November 18, 2017 (Saturday)

by Yule Heibel on November 17, 2018

Too many evenings spent on the couch vegging out, not going out. Why is that?

Years ago, I used to work in the evenings, but now, after getting through another hamster-wheel day, it just doesn’t feel right. Relaxing on the couch in the evenings seems like a perfectly reasonable thing to do instead. Maybe it’s also an aspect of aging. That whole EverReady Bunny thing stops go-go-going somehow.

It’s the climate and our built form, too: that you’d face a cold winter night if you went out; that you’d want to drive if you did, even though you’re only going half a mile; that nice places are few and far between; that everything is just a little too noisy and not furnished softly, so sounds bounce off and reverberate from all the hard surfaces. Ah, yes. Noise. It’s by design; I hear it’s what people want: noise and more noise.

Who came up with this stupid “open kitchen” design trend that has overtaken practically every restaurant? The bars, cafes, and especially the restaurants are now mostly all “open,” so that all the noise of all the busy workers – cooks, baristas, et alia – assault the ears …even though work and workers is kind of the last thing you want to be reminded of when you’re just trying to chill someplace that doesn’t happen to be your own couch. You can’t get the customized thing you want, so you stay home. You can’t hear yourself think in most restaurants or coffee shops because people are screaming their heads off when they converse, trying to be heard above the “open kitchen” din and the “eat-to-the-beat” supercharged music, so-called.
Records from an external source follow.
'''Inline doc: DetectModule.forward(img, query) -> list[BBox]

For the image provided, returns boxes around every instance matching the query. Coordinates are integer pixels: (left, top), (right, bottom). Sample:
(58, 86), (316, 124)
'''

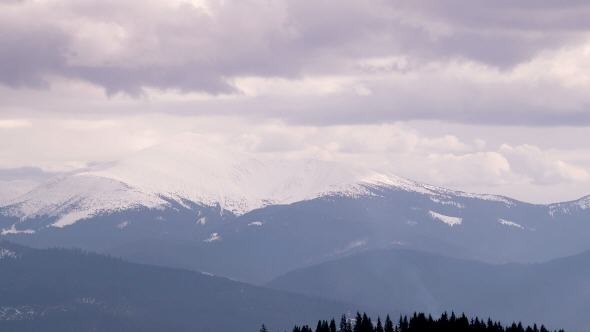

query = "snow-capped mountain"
(3, 135), (509, 227)
(0, 135), (590, 282)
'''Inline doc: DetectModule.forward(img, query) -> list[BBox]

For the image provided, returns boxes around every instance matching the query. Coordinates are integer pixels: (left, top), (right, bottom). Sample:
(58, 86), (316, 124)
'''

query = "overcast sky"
(0, 0), (590, 202)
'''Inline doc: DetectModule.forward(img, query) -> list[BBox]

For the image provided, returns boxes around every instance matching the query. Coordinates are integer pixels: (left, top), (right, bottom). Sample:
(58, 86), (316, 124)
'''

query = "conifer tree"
(330, 318), (336, 332)
(375, 317), (384, 332)
(383, 315), (394, 332)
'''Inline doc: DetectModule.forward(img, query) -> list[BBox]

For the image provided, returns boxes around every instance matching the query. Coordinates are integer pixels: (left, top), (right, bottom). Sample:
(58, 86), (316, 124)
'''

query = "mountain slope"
(268, 250), (590, 330)
(0, 242), (351, 332)
(0, 135), (590, 283)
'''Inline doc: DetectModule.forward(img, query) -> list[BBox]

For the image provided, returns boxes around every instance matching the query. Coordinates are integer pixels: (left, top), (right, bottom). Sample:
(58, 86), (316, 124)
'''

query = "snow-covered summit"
(4, 134), (503, 227)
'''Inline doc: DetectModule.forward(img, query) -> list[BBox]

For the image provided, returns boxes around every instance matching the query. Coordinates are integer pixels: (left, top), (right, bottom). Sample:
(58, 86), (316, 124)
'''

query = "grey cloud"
(0, 0), (590, 95)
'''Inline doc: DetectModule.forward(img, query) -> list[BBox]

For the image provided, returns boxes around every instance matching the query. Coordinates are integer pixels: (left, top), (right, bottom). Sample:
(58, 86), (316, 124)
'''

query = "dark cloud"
(0, 0), (590, 95)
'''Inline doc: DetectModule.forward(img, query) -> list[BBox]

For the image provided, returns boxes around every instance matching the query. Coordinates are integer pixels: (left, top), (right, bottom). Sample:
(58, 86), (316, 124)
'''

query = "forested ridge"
(260, 312), (564, 332)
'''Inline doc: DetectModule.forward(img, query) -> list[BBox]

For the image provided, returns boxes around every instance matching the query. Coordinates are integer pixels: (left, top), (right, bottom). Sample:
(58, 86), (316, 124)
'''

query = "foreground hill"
(0, 242), (350, 332)
(268, 250), (590, 331)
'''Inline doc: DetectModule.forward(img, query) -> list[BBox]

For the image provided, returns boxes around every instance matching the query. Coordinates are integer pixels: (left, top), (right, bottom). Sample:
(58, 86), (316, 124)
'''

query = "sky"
(0, 0), (590, 203)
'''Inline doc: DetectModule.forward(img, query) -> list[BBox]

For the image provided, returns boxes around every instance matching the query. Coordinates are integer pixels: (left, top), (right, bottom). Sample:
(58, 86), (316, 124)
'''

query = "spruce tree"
(375, 317), (384, 332)
(383, 315), (394, 332)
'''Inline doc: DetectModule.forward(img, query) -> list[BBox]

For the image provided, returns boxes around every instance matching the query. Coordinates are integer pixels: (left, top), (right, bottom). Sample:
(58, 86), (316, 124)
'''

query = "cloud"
(0, 119), (32, 129)
(500, 144), (590, 185)
(0, 0), (590, 95)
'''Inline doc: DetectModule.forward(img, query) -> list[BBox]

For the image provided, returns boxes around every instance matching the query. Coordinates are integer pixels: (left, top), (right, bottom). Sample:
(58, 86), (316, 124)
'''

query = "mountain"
(0, 242), (351, 332)
(268, 249), (590, 331)
(0, 135), (590, 283)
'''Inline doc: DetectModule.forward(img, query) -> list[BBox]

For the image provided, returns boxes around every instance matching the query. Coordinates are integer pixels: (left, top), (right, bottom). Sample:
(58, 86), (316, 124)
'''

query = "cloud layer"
(0, 0), (590, 126)
(0, 0), (590, 201)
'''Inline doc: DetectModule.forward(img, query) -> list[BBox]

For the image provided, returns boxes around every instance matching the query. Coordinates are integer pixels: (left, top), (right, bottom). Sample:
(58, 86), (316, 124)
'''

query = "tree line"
(260, 312), (563, 332)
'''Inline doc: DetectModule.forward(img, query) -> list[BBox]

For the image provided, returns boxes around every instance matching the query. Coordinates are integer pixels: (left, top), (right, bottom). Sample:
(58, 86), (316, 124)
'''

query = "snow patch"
(0, 224), (35, 235)
(430, 197), (465, 209)
(204, 233), (221, 243)
(498, 218), (524, 229)
(117, 221), (129, 229)
(334, 240), (367, 255)
(0, 248), (16, 259)
(248, 221), (263, 226)
(428, 211), (463, 227)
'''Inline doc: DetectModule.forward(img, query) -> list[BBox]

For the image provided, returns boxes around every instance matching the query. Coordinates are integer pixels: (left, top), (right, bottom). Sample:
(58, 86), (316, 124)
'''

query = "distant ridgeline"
(276, 312), (563, 332)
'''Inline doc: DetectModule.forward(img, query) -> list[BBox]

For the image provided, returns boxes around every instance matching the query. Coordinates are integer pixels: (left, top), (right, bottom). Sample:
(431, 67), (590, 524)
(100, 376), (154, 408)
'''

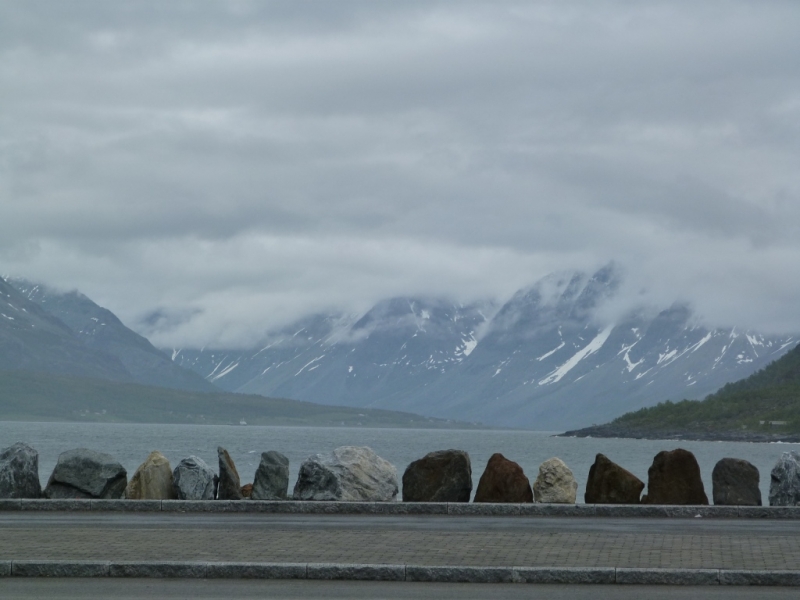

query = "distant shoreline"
(556, 425), (800, 444)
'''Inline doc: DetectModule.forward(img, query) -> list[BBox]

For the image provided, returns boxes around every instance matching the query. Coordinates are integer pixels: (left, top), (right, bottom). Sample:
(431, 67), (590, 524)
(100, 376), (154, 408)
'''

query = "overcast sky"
(0, 0), (800, 346)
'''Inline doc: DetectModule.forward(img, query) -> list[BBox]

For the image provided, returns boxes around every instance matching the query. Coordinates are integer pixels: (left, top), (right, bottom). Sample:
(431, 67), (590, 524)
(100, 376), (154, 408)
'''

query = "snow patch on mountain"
(539, 325), (614, 385)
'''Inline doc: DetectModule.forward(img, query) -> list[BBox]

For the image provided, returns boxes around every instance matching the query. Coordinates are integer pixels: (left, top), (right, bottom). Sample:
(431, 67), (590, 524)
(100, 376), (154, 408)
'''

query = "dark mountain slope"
(173, 264), (798, 430)
(0, 278), (133, 381)
(564, 346), (800, 441)
(7, 279), (218, 392)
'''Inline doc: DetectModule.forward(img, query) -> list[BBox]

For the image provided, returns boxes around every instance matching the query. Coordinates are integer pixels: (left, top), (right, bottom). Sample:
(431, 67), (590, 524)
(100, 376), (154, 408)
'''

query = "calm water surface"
(0, 422), (800, 504)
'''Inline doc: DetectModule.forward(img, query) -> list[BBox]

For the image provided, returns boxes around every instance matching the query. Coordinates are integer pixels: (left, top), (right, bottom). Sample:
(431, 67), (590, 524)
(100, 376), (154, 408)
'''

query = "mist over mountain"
(0, 278), (217, 392)
(166, 264), (799, 430)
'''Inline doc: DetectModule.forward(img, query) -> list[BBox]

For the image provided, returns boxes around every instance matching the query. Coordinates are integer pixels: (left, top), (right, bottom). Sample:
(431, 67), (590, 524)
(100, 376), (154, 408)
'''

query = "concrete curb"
(0, 560), (800, 587)
(0, 499), (800, 519)
(616, 569), (719, 585)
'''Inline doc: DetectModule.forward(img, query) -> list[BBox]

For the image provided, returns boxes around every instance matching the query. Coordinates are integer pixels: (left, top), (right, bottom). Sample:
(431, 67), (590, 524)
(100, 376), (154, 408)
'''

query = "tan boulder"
(125, 450), (176, 500)
(533, 457), (578, 504)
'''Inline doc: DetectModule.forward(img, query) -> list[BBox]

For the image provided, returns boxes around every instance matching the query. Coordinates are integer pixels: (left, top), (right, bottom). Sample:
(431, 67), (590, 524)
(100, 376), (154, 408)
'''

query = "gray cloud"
(0, 0), (800, 344)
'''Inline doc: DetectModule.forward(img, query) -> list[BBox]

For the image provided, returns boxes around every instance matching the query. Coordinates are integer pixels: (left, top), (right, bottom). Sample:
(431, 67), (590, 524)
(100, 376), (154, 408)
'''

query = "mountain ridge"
(166, 264), (798, 430)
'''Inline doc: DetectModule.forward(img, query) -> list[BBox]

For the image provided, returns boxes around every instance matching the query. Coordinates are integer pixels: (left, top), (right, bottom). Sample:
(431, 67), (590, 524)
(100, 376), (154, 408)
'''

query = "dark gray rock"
(583, 454), (644, 504)
(642, 448), (708, 504)
(769, 450), (800, 506)
(474, 452), (533, 503)
(44, 448), (128, 499)
(250, 450), (289, 500)
(711, 458), (761, 506)
(293, 446), (398, 502)
(217, 446), (244, 500)
(0, 442), (42, 498)
(172, 456), (218, 500)
(403, 450), (472, 502)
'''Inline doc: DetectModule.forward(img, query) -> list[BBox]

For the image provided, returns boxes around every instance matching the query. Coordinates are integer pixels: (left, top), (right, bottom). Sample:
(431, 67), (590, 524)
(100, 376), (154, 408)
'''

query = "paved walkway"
(0, 513), (800, 570)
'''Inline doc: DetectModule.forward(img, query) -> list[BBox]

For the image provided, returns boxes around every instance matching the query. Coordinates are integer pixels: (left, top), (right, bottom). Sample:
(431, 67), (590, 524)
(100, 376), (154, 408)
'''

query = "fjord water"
(0, 421), (800, 504)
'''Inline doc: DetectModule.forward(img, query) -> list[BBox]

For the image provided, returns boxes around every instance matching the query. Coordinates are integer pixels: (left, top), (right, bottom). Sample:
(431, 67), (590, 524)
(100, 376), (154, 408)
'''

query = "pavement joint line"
(0, 499), (800, 519)
(0, 560), (800, 587)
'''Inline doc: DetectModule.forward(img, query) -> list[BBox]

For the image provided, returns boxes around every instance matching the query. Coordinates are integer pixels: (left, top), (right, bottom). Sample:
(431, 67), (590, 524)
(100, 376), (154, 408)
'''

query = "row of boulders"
(0, 443), (800, 506)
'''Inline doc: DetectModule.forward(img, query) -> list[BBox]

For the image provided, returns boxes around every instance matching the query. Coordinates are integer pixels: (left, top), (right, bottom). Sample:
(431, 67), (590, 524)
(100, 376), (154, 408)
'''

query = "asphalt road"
(0, 578), (798, 600)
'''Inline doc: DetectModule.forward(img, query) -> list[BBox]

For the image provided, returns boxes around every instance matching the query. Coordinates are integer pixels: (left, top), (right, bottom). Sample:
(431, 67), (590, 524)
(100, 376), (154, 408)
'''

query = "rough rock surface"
(125, 450), (176, 500)
(474, 452), (533, 502)
(250, 450), (289, 500)
(533, 457), (578, 504)
(217, 446), (244, 500)
(769, 450), (800, 506)
(403, 450), (472, 502)
(294, 446), (398, 502)
(172, 456), (218, 500)
(711, 458), (761, 506)
(583, 454), (644, 504)
(0, 442), (42, 498)
(642, 448), (708, 504)
(44, 448), (128, 499)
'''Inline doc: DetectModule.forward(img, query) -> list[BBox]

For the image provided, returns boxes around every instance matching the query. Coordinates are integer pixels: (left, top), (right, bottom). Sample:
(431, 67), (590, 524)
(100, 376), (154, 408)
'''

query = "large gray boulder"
(711, 458), (761, 506)
(125, 450), (175, 500)
(250, 450), (289, 500)
(403, 450), (472, 502)
(172, 456), (218, 500)
(217, 446), (244, 500)
(769, 450), (800, 506)
(533, 457), (578, 504)
(44, 448), (128, 499)
(0, 442), (42, 498)
(294, 446), (398, 502)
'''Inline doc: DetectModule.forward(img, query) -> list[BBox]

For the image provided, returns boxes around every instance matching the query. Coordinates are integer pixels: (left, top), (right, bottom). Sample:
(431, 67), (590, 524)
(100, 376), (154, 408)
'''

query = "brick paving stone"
(0, 521), (800, 570)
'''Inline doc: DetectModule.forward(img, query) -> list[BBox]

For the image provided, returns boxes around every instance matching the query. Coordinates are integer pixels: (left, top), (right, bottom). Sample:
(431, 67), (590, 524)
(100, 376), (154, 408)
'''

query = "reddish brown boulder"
(474, 453), (533, 502)
(642, 448), (708, 504)
(583, 454), (644, 504)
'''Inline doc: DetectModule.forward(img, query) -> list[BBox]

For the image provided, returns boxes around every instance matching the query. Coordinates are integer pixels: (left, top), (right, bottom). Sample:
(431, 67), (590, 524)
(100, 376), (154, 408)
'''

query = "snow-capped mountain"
(167, 265), (800, 430)
(0, 278), (218, 392)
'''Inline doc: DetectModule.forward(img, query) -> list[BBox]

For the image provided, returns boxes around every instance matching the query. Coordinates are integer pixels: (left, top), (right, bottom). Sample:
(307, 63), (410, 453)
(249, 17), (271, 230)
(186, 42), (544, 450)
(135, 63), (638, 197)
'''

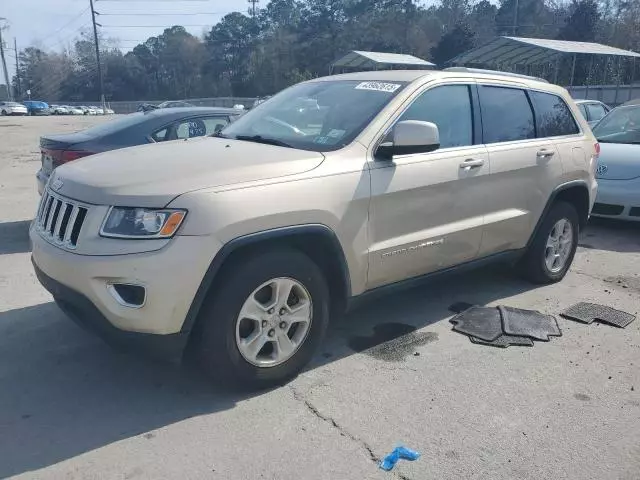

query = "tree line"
(13, 0), (640, 101)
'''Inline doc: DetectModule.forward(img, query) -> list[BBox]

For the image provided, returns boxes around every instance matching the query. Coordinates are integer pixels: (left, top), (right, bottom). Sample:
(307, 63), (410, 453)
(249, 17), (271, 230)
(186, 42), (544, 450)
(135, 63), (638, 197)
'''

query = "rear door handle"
(537, 148), (556, 158)
(460, 158), (484, 171)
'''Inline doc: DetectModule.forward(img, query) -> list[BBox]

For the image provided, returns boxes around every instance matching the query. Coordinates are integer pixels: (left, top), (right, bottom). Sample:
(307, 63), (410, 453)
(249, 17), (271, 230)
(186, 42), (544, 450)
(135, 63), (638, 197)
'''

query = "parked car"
(36, 107), (242, 194)
(251, 95), (271, 108)
(67, 105), (84, 115)
(49, 105), (69, 115)
(30, 69), (597, 387)
(22, 100), (51, 115)
(137, 100), (193, 112)
(0, 101), (28, 116)
(80, 105), (96, 115)
(592, 104), (640, 222)
(576, 100), (611, 127)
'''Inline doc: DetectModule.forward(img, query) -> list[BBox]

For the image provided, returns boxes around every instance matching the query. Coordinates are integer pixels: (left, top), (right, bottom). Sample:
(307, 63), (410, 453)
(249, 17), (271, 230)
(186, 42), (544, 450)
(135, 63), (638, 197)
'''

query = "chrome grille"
(35, 190), (88, 250)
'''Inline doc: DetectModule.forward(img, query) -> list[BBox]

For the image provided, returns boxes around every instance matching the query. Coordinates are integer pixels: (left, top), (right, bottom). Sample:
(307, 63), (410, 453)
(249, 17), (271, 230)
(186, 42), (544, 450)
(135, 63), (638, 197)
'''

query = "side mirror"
(376, 120), (440, 160)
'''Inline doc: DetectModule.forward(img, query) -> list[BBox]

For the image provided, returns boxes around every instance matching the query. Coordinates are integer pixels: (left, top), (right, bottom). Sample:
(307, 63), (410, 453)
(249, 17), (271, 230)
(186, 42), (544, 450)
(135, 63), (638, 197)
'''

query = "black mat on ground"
(560, 302), (636, 328)
(469, 335), (533, 348)
(498, 305), (562, 342)
(451, 307), (503, 342)
(449, 302), (473, 313)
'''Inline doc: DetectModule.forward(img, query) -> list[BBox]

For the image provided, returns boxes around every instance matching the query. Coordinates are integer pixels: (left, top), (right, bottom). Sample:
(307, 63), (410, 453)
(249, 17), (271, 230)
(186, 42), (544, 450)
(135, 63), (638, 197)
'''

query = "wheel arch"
(181, 224), (351, 335)
(527, 180), (591, 246)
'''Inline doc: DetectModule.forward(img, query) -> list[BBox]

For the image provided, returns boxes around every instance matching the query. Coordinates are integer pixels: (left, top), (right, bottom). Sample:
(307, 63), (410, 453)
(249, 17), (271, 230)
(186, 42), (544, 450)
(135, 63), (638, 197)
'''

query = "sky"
(0, 0), (245, 77)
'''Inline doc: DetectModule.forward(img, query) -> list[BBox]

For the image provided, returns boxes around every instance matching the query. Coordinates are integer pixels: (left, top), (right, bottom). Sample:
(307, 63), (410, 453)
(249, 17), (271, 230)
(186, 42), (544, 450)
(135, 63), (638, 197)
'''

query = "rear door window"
(480, 85), (536, 143)
(529, 92), (588, 138)
(578, 103), (589, 120)
(587, 103), (607, 122)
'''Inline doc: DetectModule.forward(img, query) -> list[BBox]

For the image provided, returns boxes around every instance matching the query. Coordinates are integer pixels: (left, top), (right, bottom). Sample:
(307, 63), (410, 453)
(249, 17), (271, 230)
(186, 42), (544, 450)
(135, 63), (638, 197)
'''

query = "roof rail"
(443, 67), (549, 83)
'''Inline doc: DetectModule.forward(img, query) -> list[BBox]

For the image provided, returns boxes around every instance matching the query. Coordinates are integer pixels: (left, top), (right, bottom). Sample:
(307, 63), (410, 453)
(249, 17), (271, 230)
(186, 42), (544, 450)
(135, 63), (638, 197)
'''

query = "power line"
(101, 23), (218, 28)
(31, 7), (89, 42)
(96, 12), (233, 17)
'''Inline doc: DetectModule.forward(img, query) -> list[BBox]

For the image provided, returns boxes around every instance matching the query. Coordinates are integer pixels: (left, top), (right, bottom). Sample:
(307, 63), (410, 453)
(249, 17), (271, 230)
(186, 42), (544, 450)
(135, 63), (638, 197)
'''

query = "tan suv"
(30, 69), (598, 386)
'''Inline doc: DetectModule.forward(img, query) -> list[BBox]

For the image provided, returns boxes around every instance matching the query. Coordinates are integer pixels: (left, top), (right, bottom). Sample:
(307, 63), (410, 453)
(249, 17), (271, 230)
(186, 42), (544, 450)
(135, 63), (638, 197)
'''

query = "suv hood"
(596, 142), (640, 180)
(49, 137), (324, 207)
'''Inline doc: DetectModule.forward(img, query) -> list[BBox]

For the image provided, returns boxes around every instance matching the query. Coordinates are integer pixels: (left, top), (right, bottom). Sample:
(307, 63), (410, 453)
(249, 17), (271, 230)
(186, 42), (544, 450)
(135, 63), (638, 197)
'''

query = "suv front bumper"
(29, 227), (219, 360)
(32, 258), (188, 363)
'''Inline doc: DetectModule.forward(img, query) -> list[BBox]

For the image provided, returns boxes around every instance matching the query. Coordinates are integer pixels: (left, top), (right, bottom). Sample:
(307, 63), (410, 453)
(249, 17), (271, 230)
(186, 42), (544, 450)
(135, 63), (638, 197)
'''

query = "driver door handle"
(537, 148), (556, 158)
(460, 158), (484, 171)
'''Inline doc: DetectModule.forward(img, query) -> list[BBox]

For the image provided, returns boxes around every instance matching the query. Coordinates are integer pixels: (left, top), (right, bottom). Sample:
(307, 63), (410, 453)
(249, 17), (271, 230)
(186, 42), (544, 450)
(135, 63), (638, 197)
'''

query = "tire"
(518, 202), (580, 284)
(192, 249), (330, 390)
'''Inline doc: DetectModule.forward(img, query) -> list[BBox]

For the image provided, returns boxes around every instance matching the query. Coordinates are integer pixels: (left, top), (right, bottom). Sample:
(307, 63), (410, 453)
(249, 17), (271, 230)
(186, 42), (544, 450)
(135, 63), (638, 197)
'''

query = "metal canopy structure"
(449, 37), (640, 65)
(447, 36), (640, 103)
(331, 50), (435, 73)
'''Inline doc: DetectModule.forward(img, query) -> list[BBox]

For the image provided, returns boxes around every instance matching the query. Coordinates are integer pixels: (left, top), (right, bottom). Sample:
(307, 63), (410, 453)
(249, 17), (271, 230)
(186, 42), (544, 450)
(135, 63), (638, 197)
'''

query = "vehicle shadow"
(0, 267), (532, 478)
(0, 220), (31, 255)
(579, 218), (640, 253)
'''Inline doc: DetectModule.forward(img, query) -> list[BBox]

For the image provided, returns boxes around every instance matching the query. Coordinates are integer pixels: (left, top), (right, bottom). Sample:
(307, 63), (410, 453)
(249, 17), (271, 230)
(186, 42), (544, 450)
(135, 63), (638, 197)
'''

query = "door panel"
(480, 140), (562, 256)
(480, 86), (562, 256)
(368, 145), (489, 288)
(368, 83), (489, 288)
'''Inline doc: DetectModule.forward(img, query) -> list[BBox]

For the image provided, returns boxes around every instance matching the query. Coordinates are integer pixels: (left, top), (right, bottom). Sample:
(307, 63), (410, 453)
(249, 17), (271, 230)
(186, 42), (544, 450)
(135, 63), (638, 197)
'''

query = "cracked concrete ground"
(0, 117), (640, 480)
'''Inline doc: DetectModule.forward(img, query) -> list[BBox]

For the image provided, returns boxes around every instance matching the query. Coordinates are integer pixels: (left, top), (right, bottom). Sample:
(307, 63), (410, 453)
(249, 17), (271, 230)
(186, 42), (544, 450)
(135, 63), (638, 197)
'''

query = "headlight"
(100, 207), (187, 238)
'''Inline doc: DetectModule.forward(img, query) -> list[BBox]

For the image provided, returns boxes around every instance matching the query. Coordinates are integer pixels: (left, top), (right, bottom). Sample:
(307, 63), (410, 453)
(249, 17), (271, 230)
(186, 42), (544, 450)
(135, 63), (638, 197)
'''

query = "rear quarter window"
(529, 92), (580, 138)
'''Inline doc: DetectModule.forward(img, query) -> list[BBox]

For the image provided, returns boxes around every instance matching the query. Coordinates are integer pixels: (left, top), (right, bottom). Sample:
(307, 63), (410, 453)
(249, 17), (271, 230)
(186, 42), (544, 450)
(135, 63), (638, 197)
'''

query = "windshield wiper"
(233, 135), (293, 148)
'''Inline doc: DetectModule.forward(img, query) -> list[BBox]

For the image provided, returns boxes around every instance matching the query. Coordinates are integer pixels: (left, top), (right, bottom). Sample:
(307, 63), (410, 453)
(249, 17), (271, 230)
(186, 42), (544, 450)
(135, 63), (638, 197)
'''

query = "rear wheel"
(194, 250), (329, 388)
(519, 202), (580, 284)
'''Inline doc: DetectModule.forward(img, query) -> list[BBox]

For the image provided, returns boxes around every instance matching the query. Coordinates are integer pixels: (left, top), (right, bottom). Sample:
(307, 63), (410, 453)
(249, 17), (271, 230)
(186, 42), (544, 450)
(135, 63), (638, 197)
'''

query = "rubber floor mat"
(560, 302), (636, 328)
(449, 302), (473, 313)
(451, 307), (503, 342)
(469, 335), (533, 348)
(498, 305), (562, 342)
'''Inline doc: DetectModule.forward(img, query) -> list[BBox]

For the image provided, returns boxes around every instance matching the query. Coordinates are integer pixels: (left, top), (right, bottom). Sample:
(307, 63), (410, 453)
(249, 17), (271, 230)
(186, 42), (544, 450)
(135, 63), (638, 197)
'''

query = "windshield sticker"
(313, 137), (331, 145)
(356, 82), (400, 93)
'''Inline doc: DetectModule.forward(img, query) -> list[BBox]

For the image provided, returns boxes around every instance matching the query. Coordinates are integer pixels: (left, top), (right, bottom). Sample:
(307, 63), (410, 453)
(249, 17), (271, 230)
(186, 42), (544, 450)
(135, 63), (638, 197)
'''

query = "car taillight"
(60, 150), (93, 163)
(589, 142), (600, 175)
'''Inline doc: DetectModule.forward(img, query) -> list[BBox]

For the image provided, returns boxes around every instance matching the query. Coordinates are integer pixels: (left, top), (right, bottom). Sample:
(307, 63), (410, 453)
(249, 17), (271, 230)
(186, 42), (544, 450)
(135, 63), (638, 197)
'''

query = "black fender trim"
(527, 180), (590, 248)
(180, 224), (351, 335)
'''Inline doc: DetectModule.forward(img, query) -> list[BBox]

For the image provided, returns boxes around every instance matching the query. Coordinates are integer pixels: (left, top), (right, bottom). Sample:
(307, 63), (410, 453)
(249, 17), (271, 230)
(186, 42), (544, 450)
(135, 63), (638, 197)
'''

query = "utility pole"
(13, 37), (22, 100)
(89, 0), (105, 111)
(248, 0), (260, 18)
(0, 23), (13, 101)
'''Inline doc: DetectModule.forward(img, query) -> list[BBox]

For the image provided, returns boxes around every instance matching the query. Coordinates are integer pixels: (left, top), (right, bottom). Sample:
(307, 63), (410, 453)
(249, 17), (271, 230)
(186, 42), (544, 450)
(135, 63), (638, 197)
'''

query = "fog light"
(107, 283), (147, 308)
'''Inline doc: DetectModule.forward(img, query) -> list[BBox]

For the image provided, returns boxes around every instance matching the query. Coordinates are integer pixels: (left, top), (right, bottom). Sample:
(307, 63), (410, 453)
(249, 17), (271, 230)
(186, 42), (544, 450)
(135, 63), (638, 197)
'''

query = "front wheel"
(519, 202), (580, 284)
(194, 250), (329, 388)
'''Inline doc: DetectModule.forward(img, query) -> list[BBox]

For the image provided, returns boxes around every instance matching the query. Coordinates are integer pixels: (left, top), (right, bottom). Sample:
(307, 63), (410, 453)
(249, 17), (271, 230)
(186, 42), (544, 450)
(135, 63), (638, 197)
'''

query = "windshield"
(221, 80), (406, 152)
(593, 105), (640, 144)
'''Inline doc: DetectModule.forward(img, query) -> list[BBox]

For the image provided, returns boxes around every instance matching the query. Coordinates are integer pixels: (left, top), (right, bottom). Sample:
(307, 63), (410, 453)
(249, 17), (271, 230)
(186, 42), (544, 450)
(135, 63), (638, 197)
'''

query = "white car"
(592, 103), (640, 222)
(50, 105), (69, 115)
(0, 102), (28, 116)
(67, 105), (84, 115)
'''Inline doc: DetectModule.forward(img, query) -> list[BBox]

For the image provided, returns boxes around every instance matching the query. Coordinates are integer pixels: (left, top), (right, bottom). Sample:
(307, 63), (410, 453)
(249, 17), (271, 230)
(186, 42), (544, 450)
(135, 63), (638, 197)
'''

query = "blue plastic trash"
(380, 446), (420, 472)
So you stay home and watch some detective procedural, preferably British, on Amazon Prime or Acorn, because if you want to hear people screaming, it may as well be murder victims or the innocents who discover the bodies. In Victoria, in the Empress Hotel, there used to be a bar called The Library. It was perfect: hushed, quiet conversations, intrigue, wheeling and dealing. Didn’t last, got eliminated years ago, perhaps by the tsunami of hip, so-called. Who knows? Were it to exist today, it would have to be called The Body in the Library, because I guarantee people would be screaming. Everyone who is out and about is always screaming, except those of us watching, picking up the clues so carelessly strewn about.